Start slowly and build over a five-year period. Include this growth period in your business plan. Do not judge a program based on the success of its debut. It takes three years to decide whether to keep a program on the “do” list or to replace it with another concept. Marketing is an essential part of the implementation process. It may not be a simple task to get constituents to accept “change.” After five years, people may still ask the age-old question, “So what do you do in the winter?” — even after they have attended a program. Insure that every aspect of the program has been covered from program design and volunteer recruitment to food and facilities. Capitalize on the success of your summer camp and use it as a basic concept. Are campfires the most beloved part of your summer camp? Incorporate them into the off-season program, even if it means digging a fire pit in the snow.

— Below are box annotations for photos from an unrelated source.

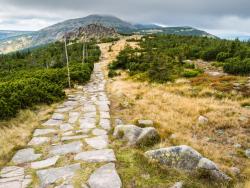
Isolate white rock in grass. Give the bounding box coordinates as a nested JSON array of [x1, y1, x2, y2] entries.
[[88, 163, 122, 188], [12, 148, 41, 164], [31, 155, 59, 169]]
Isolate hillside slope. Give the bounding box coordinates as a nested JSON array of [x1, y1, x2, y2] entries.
[[0, 15, 214, 53]]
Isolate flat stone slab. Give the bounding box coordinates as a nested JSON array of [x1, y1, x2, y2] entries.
[[12, 148, 41, 164], [80, 118, 96, 129], [60, 123, 73, 131], [49, 141, 83, 155], [92, 128, 108, 136], [52, 113, 64, 120], [100, 111, 110, 119], [68, 112, 80, 124], [0, 166, 32, 188], [33, 129, 57, 136], [88, 163, 122, 188], [61, 135, 88, 141], [100, 119, 111, 131], [43, 119, 62, 127], [28, 137, 50, 146], [85, 135, 108, 149], [74, 149, 116, 162], [30, 155, 59, 169], [36, 163, 81, 187]]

Always have participants evaluate programs before they go home. Do not file the evaluations away to collect dust. Use them, read them, compile them, and build on them. Evaluations are your most important ally. We’ve learned from our evaluations that physical comfort is much more important to parents than children. Old camp cots with skinny mattresses and macaroni and cheese for dinner don’t get rave reviews from moms and dads—thus new beds have been purchased for the cabins and meals have a grown-up flair. Comments from evaluations have also served as a wonderful marketing tool as favorable quotes are used in our brochures and on our Web site.
- Continued Planning
Go back to the drawing board after each program. Make adjustments, brainstorm new ideas, try new things, and start the process all over again.
Shelley D. Yeager, M.A., L.C.S.W., became executive director of the Barton Center for Diabetes in 1986. During her tenure, The Barton Center has grown to a year-round facility serving 1,500 families. She is an officer of the Diabetes Camping Association. She holds a Master of Arts in Social Work and Sociology from Boston College and a Bachelor of Arts in Social Work and Sociology from St. Lawrence University.